Optimized primitives for collective multi-GPU communication
Other
3.24k stars 817 forks source link

wrong devices picked by NCCL #519

Open pseudotensor opened 3 years ago

pseudotensor commented 3 years ago

https://github.com/dmlc/xgboost/issues/7019

In particular, for network setup: https://github.com/dmlc/xgboost/issues/7019#issuecomment-855657869

NCCL is wrongly using a non-IP based vet device instead of the one associated with the IP, but it is only doing that on one system instead of a very similar other system.
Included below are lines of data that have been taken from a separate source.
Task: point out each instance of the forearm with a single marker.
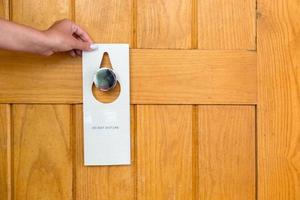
(18, 37)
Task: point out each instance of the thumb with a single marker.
(81, 45)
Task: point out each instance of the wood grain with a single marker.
(157, 77)
(102, 182)
(110, 22)
(4, 9)
(40, 13)
(227, 24)
(279, 99)
(5, 152)
(42, 153)
(164, 24)
(164, 152)
(226, 152)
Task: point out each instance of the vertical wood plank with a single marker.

I have to specify the names directly.

This is a regression from the NCCL associated with rapids 0.14 conda install, where this did not occur.

The problem NCCL is NCCL 2.8.3+cuda11.2

sjeaugey commented 3 years ago

I don't see a trace in the bug with NCCL_DEBUG=INFO so I can't say for sure which IP interface NCCL picked. If it did pick the vet* interface, I'd guess that's because those had an IPv6 address set.

NCCL has a very simple IP selection system: it just lists the interfaces with an IP set (IPv4 or IPv6) and pick the first one that matches the filtering, i.e. ^lo,docker by defaut, or what the user passed as NCCL_SOCKET_IFNAME.

I'm not sure why that behavior would have changed between different NCCL versions though, I don't recall having made changes to the IP interface selection logic recently.